Diemelstadt. Einen 14-Jährigen, der aus dem Boxcamp in Diemelstadt verschwunden war, haben Beamte der Bundespolizei wenige Stunden später gefunden. Er hatte sich am Samstagmorgen abgesetzt, bereits in der Nacht fanden Polizisten den Wiederholungstäter am Mönchengladbacher Bahnhof.
Um 10.30 Uhr war am Samstag aufgefallen, dass sich der gebürtige Solinger aus dem Staub gemacht hatte. Sofort gab der Betreiber eine Vermisstenmeldung bei der Polizei auf.

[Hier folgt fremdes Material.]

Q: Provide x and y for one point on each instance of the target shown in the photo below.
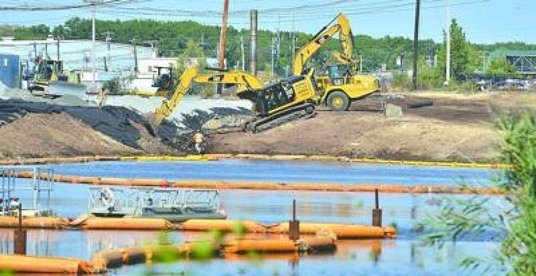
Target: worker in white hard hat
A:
(198, 140)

Diese suchte bundesweit nach dem jungen Kriminellen, der statt zu einer Haftstrafe zum Besuch der Einrichtung des Boxcamps verpflichtet worden war.
Weit durchboxen konnte sich der gebürtige Solinger nicht. Am Mönchengladbacher Bahnhof griffen ihn Bundespolizisten um kurz nach Mitternacht auf. Nach einem Datenabgleich war klar, um wen es sich handelte. Der Flüchtige befindet sich seitdem in einer „Jugendschutzstelle“, er wird nach Angaben eines Polizisten der Bad Arolser Station wieder nach Diemelstadt gebracht.
„Wer als Jugendlicher um diese Zeit unterwegs ist, wird eigentlich immer kontrolliert“, erklärte ein Polizist den schnellen Fahndungserfolg. In der Vergangenheit seien bereits häufig Jugendliche aus der Einrichtung ausgebüchst, zuletzt ein Dreierpärchen. Auch diese habe man schnell gefunden. Unter ihnen: der 14-Jährige, der seit Mitte Dezember 2011 in Nordwaldeck lebt. Bis Juni 2012 soll der Aufenthalt noch dauern. „Einen Jugendlichen kann man dort nicht einfach wegsperren“, suchte der Polizist nach einer Begründung, warum ihm nun erneut die Flucht gelungen war.